Forschung & Entwicklung

Umwandlung von Licht in Elektrizität

Die Physikerin Dr. Daria Gorelova hat ein Freigeist-Fellowship der VolkswagenStiftung erhalten und wird an der Universität Hamburg mit ihrem Projekt ‚Seeing excitons in motion‘ zur Dynamik von Exzitonen forschen.

Wenn in einem Halbleiter Licht auf ein Elektron trifft, wird dieses dazu angeregt, ein höheres Energielevel zu erreichen, und es hinterlässt auf dem vorherigen Level eine positive Ladung, die auch als ‚Loch‘ bezeichnet wird. Das angeregte und negativ geladene Elektron wird durch die positive Ladung des ‚Lochs‘ angezogen und geht mit diesem eine Bindung ein, die als Exziton bezeichnet wird. Dieses besitzt die Fähigkeit, sich durch den Halbleiter fortzubewegen und die Anregungsenergie so zu transportieren.

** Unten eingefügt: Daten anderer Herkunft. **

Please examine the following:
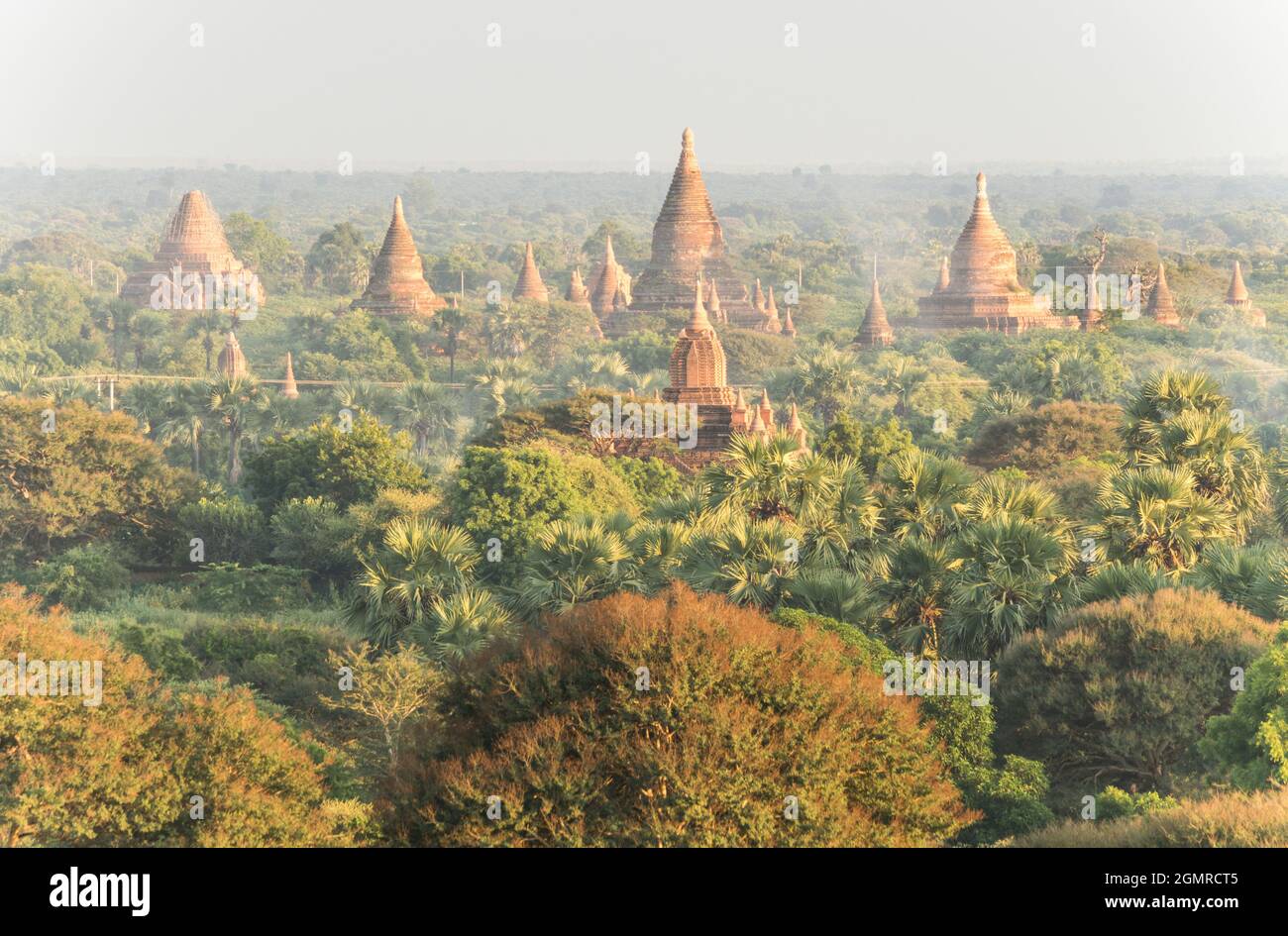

Das genaue Verständnis über die Entstehung und die Bewegungen von Exzitonen ist besonders für die Entwicklung neuer Methoden zur Umwandlung von Licht in Elektrizität von Bedeutung. Um dieser Bewegung zu folgen, benötigt man Methoden, die eine zeitliche Auflösung von Femtosekunden besitzen. Gleichzeitig muss eine räumliche Auflösung von weniger als ein Nanometer möglich sein.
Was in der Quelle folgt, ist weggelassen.